J Esthet Restor Dent. 2006;18(6):312-23; discussion 324-5.

Balshi SF, Wolfinger GJ, Balshi TJ.
CM Ceramics USA, Mahwah, NJ, USA. balshi2@aol.com

This report describes a protocol that uses computer technology and medical imaging to virtually place anterior and posterior dental implants and to construct a precise surgical template and prosthesis, which is connected at the time of implant placement. This procedure drastically reduces patient office time, surgical treatment time, and the degree of post-treatment recovery. Patients with an edentulous arch or a partially edentulous area had a denture with radiopaque markers constructed for computed tomography (CT) scans of the appropriate jaw. The CT images, having acquisition slices of 0.4 mm, are transposed in a three-dimensional image-based program for planning and strategic placement of dental implants. After virtual implant placement on the computer, the surgical treatment plan is sent to a manufacturing facility for construction of the surgical template. The manufactured surgical components and surgical template arrive on the clinical site. From the surgical template, the dental laboratory retro-engineers the master cast, articulates it with the opposing dentition based on a duplicate of the scanning denture, and creates the prosthesis. Using the surgical template, minimally invasive surgery is performed without a flap, and the prosthesis is delivered, achieving immediate functional loading to the implants. Minor occlusal adjustments are made. The total surgical treatment time required is typically between 30 and 60 minutes. Postoperative symptoms such as pain, swelling, and inflammation are dramatically reduced.

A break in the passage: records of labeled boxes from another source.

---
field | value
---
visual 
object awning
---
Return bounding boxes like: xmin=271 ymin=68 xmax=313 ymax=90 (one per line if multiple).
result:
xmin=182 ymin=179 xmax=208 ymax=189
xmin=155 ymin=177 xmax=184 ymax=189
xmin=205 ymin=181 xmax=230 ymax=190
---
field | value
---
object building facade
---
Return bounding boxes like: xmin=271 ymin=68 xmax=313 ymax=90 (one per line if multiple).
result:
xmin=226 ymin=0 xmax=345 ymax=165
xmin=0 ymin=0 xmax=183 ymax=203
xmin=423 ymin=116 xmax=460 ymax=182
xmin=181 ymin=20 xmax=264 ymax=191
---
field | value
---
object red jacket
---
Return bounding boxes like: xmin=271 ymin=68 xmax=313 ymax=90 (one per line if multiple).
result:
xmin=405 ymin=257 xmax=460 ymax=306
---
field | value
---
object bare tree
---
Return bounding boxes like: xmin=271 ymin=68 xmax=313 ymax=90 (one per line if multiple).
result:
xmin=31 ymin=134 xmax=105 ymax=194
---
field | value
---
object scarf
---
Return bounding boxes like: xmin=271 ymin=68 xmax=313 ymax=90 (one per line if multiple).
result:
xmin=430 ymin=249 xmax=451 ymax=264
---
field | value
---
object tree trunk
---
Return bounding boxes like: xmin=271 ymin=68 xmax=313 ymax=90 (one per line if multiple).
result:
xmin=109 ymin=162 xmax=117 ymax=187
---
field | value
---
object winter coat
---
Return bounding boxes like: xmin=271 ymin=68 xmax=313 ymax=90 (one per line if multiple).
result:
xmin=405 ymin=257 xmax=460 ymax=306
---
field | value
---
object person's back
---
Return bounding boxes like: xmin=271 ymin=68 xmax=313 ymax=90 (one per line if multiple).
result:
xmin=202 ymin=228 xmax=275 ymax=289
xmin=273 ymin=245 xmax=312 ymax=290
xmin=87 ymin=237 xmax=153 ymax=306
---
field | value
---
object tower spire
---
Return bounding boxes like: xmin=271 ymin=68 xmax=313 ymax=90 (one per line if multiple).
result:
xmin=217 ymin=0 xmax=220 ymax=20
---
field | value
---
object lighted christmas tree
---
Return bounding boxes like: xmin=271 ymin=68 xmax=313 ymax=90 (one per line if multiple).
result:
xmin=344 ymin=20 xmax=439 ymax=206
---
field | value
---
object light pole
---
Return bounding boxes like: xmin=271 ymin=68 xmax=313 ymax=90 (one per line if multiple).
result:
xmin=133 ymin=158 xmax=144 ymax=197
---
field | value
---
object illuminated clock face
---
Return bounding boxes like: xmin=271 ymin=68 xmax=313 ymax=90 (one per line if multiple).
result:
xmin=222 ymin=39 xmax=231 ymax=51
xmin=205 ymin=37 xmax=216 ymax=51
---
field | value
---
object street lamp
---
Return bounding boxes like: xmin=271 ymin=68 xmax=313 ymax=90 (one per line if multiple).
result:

CLINICAL SIGNIFICANCE: Identification of the bone in relationship to the tooth position via three-dimensional CT prior to surgery allows the clinician to precisely place implants. Computer-aided design/computer-assisted manufacture technology using the three-dimensional images allows for fabrication of the surgical template. This is a significant advancement in implant dentistry and promotes interdisciplinary approaches to patient treatment. The implant surgeon and restorative dentist can agree upon implant locations and screw access locations prior to the surgical episode.